Speaker
Description
The KATRIN experiment at KIT Campus North aims to determine the neutrino mass with unpresedented sensitivity by measuring the shape of the energy spectrum of electrons from tritium-beta-decay close to the spectral endpoint. The 70-m-long setup includes a gaseous window-less tritium source, a beamline with differential and cryogenic pumping and a spectrometer section with two electro-static high-pass filters, so-called MAC-E-filters. The technically challenging setup includes ultra-high vacuum, superconducting magnets, cryogenics, tritium handling, precision high voltage, solid-state detectors, tritium processing, as well as many different calibration and monitoring techniques.

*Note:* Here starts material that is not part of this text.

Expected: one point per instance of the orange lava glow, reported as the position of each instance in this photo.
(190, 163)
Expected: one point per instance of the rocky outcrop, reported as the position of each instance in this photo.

Funded by the ExIni project RIRO (Reasearch Infrastructure in Research-Oriented teaching) at KIT, several aspects of the KATRIN-related technologies have been made available to physics master studends in various lab course experiments.
In the first project a muon telescope with several square meters of plastic scintillator have been installed above and below the 10-m-diameter main spectrometer, allowing to look for correlations between throughgoing muons and background in KATRIN.
The second projects involves the operation of a scaled-down (1:20) complete MAC-E filter with implanted Kr-83m and tritium sources. This experiment allows the measurement of the integral energy spectrum of both sources by varying the retarding voltage of the spectrometer and counting the electrons with a 7-pixel silicon drift detector.
The third project offers a 1-week lab course introducing varios spectrometric techniques (Laser Raman and IR spectroscopy) used at the Tritium Laboratory Karlsruhe (TLK) to determine the concentration of hydrogen isotopologues in a gas mixture and measurements with the monitor spectrometer of the KATRIN experiment.
Up to now, the RIRO funded projects at KATRIN led to five bachelor theses and one master thesis.